- Ih Türgen Uul Location within Mongolia

Highest point
- Elevation: 4,029 m (13,219 ft)
- Prominence: 1,594 m (5,230 ft)
- Listing: Ultra
- Coordinates: 49°47′57″N 89°45′15″E﻿ / ﻿49.79917°N 89.75417°E

Geography
- Location: Mongolia
- Parent range: Altai Mountains

= Türgen =

Mountain in Uvs, Mongolia

Türgen (Түргэн, lit. "swift") is a mountain range in the Altai Mountains covering 145.1 thousand hectares of which 104 square kms are covered with snow and ice year round.

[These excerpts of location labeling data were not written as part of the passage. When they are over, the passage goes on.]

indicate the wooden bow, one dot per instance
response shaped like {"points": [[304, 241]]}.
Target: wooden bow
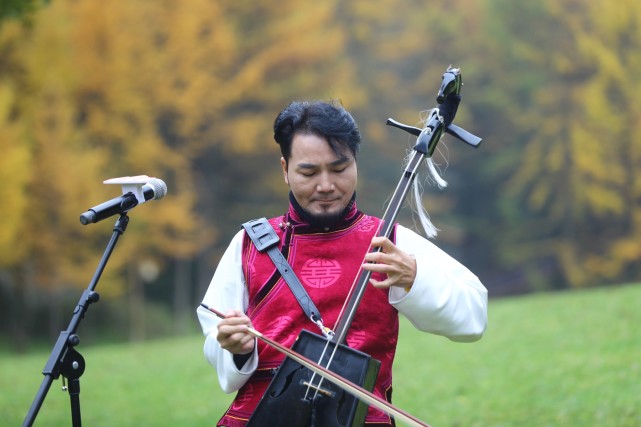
{"points": [[355, 390]]}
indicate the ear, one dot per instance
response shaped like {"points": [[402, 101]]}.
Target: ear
{"points": [[283, 164]]}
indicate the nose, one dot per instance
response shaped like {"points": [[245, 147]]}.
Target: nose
{"points": [[325, 183]]}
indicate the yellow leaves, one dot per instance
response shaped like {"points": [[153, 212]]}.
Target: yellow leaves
{"points": [[15, 171]]}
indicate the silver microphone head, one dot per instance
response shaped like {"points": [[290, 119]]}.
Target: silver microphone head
{"points": [[159, 187]]}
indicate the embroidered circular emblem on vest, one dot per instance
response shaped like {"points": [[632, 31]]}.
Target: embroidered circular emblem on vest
{"points": [[320, 273], [366, 225], [244, 397]]}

The range extends about 70 km through the territories of Khovd, Turgen, Buhmurun, and Sagil soums of Uvs Province of Mongolia. A number of rivers take origin in these mountains including Buural, Turgen, Harhiraa, Yamaat and Jivertey.

Its peak Deglii Tsagaan ((Дэглий цагаан, Heron the White) has an elevation of 4,029 metres and is snow-capped.

The mountain range is rich in biodiversity and home to rare and endangered animals and plants such as the snow leopard, argali sheep, ibex, and the saussurea involucrata.

In 1993, the area was placed under special state protection by resolution No. 83 of the Mongolian Parliament, and in 2008 its boundaries were expanded by Parliament resolution No. 05 to include the beautiful Goojuur waterfall. Within these special state protected areas, the Turgen Mountain Strictly Protected Area (nature reserve) covers a total area of 130,473 hectares.